Eddie held his breath as they stared at each other.

Seconds passed without either of them glancing away, and Eddie's heart started pounding in his chest.

Is he—? Will they—?

He tried not to even blink.

Please.

CHAPTER THIRTEEN

"Still, I don't like it."

As if this was an obvious thing to say.

As if feeling resentful on James's behalf over something that had happened when he was a teen was a normal, everyday reaction.

James stared into Eddie's eyes, wondering what to say or do, because no one had ever done that. No one had ever taken his side in such a way.

Then, between one moment and the next, something had changed. The two of them had seen each other thousands of times, on easy days and on hard nights. They'd laughed and joked, or they'd said nothing and simply sat there in the office that was never completely silent. They'd helped each other through some difficult moments, but never like this.

James had never shared things from his childhood with Eddie—or anyone from KRK, aside from Ryan. It wasn't a secret, but also not something he advertised.

They'd never even been in each other's apartments before.

He shouldn't have gone up. He could tell they were on the brink of something, and he should've stepped away from the edge. But Eddie needed help, and James couldn't abandon his friend simply because of a feeling.

Now, though, sitting close enough that it would be so easy to reach out and touch him, so easy to put a hand on Eddie's neck, lean in, and—

No.

Absolutely not.

James's immediate instinct was to rear back, but hemanaged to catch himself in time to slowly lean further against the armrest of the couch, instead.

He clutched the glass in his hand and stared at it, his mind going a thousand miles an hour as he tried to figure out what came next.

Would it be so bad? Would it really be so bad if he—?

Yes, it would, he answered his own question, a dull ache spreading in his chest. He'd never had any trouble finding someone to hook up with, so sex was easy to come by. Friends, though—people he could trust—were much rarer. And to risk a friendship for adrenaline-fueled sex they were likely to regret in the morning would be the stupidest thing James had ever done.

And he'd done some stupid shit in his past.

"I should go," he said out loud, feeling like a coward but knowing that retreat was sometimes the only way to get out of a situation unscathed.

He made a mistake of glancing up right then, though, catching Eddie's disappointed expression before he quickly turned away towards the window.

I'm sorry, James wanted to say, chest hurting even harder than before.

Because he was.

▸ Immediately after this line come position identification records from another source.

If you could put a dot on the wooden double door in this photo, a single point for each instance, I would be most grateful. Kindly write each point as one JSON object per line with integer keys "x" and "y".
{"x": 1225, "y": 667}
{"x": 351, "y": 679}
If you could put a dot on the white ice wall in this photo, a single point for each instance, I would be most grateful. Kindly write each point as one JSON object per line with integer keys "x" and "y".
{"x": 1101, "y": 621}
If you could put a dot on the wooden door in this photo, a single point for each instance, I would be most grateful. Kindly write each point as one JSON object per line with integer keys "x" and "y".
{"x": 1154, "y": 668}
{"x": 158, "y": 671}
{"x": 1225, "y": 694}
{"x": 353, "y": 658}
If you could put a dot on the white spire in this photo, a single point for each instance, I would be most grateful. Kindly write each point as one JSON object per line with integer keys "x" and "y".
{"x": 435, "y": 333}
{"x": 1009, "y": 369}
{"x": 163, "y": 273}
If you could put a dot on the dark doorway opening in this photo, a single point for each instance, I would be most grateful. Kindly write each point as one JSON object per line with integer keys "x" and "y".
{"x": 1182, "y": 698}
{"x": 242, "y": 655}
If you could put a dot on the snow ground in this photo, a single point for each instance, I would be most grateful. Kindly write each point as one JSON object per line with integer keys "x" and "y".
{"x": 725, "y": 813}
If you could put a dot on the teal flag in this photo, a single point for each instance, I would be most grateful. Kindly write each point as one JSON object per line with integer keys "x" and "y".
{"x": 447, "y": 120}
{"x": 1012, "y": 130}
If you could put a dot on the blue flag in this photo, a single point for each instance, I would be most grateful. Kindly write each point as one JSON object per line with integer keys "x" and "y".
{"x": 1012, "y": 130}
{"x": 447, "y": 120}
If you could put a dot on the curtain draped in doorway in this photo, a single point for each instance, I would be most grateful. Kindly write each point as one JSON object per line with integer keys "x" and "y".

He was sorry that he couldn't be what Eddie wanted or deserved. But James had learned a long time ago that some risks were not worth taking, not when there was so much at stake. When you had little to hold dear, you would think twice—or a hundred times—before you chanced losing it for anything.

"Of course. I didn't mean to keep you up so late." Eddie got up and grabbed his empty glass from the coffee table. "We should probably both go to bed," he added, then winced. "To catch some sleep."

James put his glass down and got up as well.

"Yeah, the day seems to be catching up to me," he said ashe followed Eddie to the door.

It wasn't even a lie, merely the safest of truths he could share.